Un expert.
- Monsieur Vincent Gabert, rue du Maréchal Foch à Torigni-sur-Vire ?
-Bin oui. Gabert, ci-présent, rue du Maréchal Foch, 27, nom de dieu !
-Vous avez été tiré au sort pour faire partie d’une médiation internationale dans le but de sortir la Belgique de l’impasse.
-Attends, mon gars, t’es bin sûr que c’est pour l’père Vincent, cette connerie là ?
-Vous êtes sélectionné, qu’on vous dit !
-C’est quoi que j’aurais comme cadeau ?
-Ce n’est pas pour la télévision. Ce n’est pas un jeu…
-Alors quoi, où que ça m’intéresse, votre bazar ?
-La Belgique vous connaissez ?
-J’suis pas con. C’est parce qu’on n’est pas des Parisiens, qu’on sait pas qui c’est qu’ont foutu le camp en 40. Tiens demande à Renée, dans la ferme du bois, elle en a gardé deux jusqu’en septembre 40. Même qu’un lui a fait un enfant, le grand Louis qui vit toujours…
- D’accord. Bon, vous connaissez. Vous êtes bien Français ?
-Faut croire…
- C’est sur l’idée du député belge MR, Alain Destexhe, qui propose de faire appel à une personnalité européenne pour sortir la Belgique du pétrin….
-Je savais que c’était une couille ! Une personnalité européenne, le père Vincent ? Je te connais, toi, tu serais pas, par hasard, le neveu de Roger, le patron du « P’tit calva » sur la route de Vallonville ?
-… que vous avez été tiré au sort et moyennant un défraiement…
- ?
-Oui, une certaine somme d’argent, en échange de quoi, on vous demandera la façon dont vous sortiriez la Belgique de la mauvaise passe où elle est, comme si vous étiez un décideur.
-Ah ! mais, fallait le dire tout de suite que c’est payé… Qu’est-ce que je dois faire ?

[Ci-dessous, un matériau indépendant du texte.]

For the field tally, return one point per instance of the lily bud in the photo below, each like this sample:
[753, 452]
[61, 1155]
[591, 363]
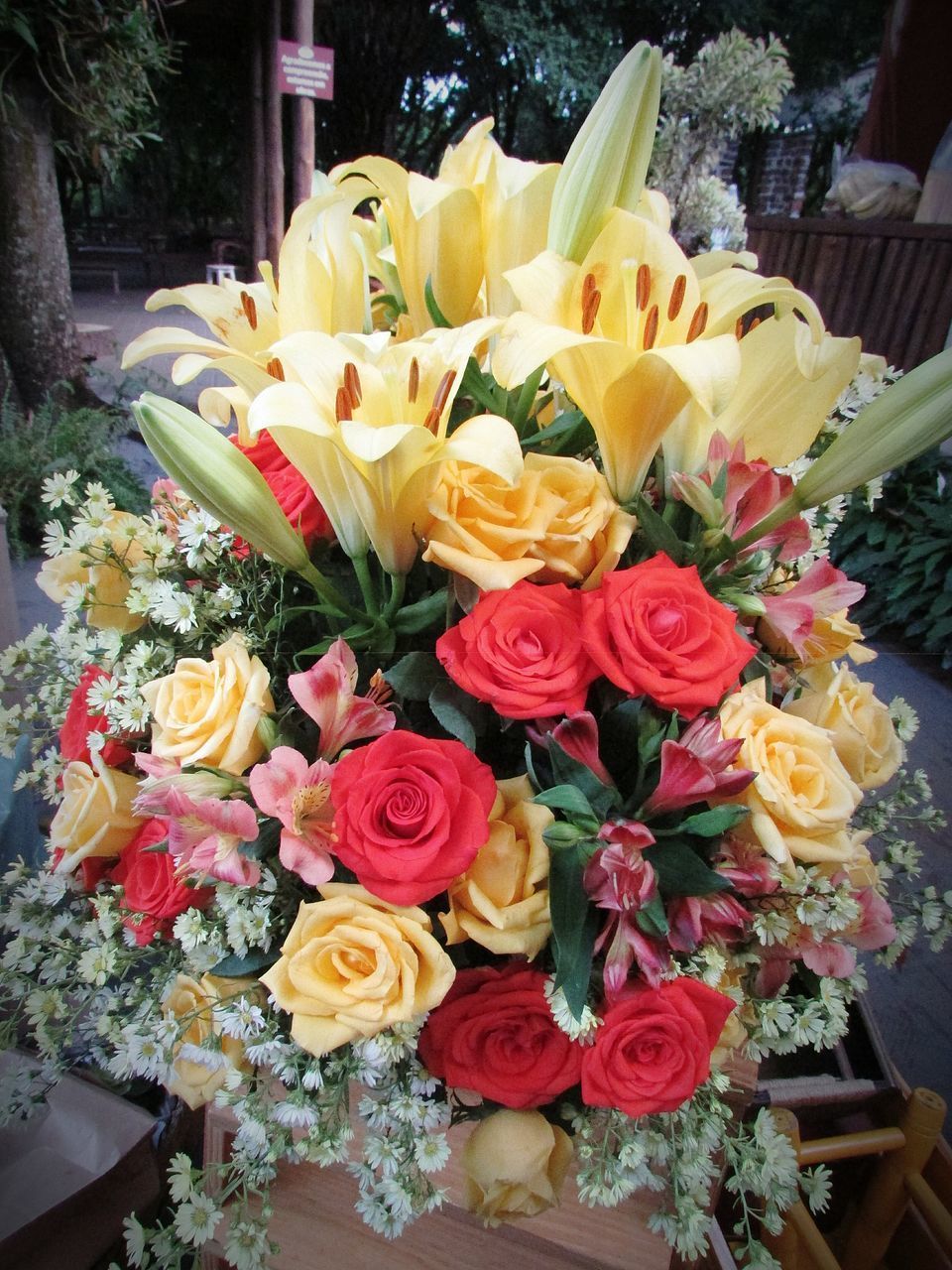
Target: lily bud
[910, 417]
[218, 477]
[607, 163]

-« A partir du moment où les deux grands vainqueurs de chaque communauté se révèlent incapables de dégager un consensus, il me semble que nous n'avons guère d'autre choix que de recourir à une médiation internationale afin de sortir de la logique de « bloc (flamand) contre bloc (francophone) » qui prévaut actuellement " a dit Alain Destexhe.

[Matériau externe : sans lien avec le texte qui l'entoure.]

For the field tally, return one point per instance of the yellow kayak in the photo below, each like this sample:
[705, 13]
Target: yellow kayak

-C’est bin vrai que les blocs, ça conduit pas à construire quand i’ sont en tas depuis l’hiver dernier, derrière au Plat-Pré et qu’a personne pour les remonter de la Vire…
-C’est pas des parpaings, M’sieu Vincent Gabert qu’il s’agit, mais des communautés, par exemple ceux de Vallonville contre ceux de Torigni-sur-Vire. Le recours à une personnalité neutre permettrait de faire descendre les tensions d'un cran.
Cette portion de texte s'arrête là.